技術(shù)領(lǐng)域

本發(fā)明屬于植物蛋白質(zhì)組學(xué)和發(fā)育生物學(xué)技術(shù)領(lǐng)域，具體涉及一種從白菜花蕾中提取分離特異蛋白質(zhì)/同工酶的方法。

背景技術(shù)

生物功能的主要執(zhí)行者是蛋白質(zhì)，蛋白質(zhì)組能夠反映出生物系統(tǒng)所處的狀態(tài)，如細(xì)胞周期的特定時(shí)期、分化的不同階段，不同的生長(zhǎng)和營(yíng)養(yǎng)狀況，溫度、應(yīng)激和病理狀態(tài)等都有其特異蛋白質(zhì)組，因此蛋白質(zhì)組學(xué)的研究可望提供精確、詳細(xì)的有關(guān)細(xì)胞或組織狀況的分子描述。

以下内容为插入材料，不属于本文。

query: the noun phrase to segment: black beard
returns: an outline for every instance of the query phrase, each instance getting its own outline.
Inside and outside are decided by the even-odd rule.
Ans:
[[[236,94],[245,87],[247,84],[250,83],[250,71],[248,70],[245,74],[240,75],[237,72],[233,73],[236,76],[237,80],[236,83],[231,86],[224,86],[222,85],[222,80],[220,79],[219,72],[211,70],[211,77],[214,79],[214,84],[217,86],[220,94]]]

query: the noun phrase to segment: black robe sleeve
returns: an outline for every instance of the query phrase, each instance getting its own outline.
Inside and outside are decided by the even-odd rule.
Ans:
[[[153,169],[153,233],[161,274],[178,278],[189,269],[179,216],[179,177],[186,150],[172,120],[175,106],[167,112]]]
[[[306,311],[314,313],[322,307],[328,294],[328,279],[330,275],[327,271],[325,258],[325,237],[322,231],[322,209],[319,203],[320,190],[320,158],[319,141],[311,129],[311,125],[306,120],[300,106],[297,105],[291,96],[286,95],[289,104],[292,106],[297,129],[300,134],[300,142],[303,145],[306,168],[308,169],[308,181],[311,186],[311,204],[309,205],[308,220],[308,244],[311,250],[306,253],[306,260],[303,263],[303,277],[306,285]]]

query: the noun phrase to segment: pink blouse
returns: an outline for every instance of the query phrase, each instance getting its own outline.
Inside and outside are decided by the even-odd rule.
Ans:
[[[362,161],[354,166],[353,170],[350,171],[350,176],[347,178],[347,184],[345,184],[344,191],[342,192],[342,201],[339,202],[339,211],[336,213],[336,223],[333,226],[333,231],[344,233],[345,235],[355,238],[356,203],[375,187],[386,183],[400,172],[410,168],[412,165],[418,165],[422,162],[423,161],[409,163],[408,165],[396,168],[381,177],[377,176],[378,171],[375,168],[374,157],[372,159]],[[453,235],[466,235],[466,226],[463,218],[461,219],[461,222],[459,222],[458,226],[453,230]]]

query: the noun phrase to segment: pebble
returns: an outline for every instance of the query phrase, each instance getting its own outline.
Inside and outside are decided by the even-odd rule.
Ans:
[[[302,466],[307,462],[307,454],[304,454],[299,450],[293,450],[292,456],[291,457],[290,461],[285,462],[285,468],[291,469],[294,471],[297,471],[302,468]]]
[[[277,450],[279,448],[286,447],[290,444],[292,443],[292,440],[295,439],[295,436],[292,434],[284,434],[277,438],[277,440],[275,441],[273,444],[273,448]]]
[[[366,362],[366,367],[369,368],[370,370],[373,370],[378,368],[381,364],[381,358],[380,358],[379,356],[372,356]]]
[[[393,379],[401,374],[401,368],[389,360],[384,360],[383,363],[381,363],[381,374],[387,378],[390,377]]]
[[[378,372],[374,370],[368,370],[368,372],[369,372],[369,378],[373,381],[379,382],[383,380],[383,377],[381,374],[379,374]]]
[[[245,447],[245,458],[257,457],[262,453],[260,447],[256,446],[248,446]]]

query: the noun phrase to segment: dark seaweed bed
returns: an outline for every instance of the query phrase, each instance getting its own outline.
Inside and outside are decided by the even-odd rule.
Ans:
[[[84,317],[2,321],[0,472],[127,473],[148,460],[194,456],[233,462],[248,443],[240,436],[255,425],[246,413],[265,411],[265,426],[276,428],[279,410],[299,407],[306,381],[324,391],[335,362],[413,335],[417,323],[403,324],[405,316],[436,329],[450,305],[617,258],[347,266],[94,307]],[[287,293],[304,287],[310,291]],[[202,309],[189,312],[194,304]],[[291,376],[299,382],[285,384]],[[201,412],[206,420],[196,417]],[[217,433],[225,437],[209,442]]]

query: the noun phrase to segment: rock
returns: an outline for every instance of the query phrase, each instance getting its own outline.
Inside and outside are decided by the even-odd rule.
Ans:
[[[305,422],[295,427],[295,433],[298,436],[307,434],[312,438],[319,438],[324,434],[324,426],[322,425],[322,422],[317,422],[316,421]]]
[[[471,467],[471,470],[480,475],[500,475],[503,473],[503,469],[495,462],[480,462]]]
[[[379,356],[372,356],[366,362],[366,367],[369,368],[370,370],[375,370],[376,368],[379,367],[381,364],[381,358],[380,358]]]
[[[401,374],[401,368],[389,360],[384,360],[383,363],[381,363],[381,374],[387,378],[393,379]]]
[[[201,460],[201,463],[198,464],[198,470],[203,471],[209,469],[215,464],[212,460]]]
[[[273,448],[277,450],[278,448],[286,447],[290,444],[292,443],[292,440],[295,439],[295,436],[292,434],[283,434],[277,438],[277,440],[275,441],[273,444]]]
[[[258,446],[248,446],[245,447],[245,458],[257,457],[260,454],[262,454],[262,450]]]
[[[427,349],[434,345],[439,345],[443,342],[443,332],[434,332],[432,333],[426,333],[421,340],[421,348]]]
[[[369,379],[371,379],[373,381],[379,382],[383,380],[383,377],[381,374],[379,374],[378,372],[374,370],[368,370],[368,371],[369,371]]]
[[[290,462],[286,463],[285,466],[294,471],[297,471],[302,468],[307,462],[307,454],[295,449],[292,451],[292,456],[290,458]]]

科學(xué)界預(yù)言：21世紀(jì)生命科學(xué)的熱點(diǎn)將從基因組學(xué)轉(zhuǎn)入蛋白質(zhì)組學(xué)，后者將成為新的研究前沿。

蛋白質(zhì)組學(xué)的研究中亟待解決的問(wèn)題是：如何才能分離純化出自己感興趣的特異酶或蛋白。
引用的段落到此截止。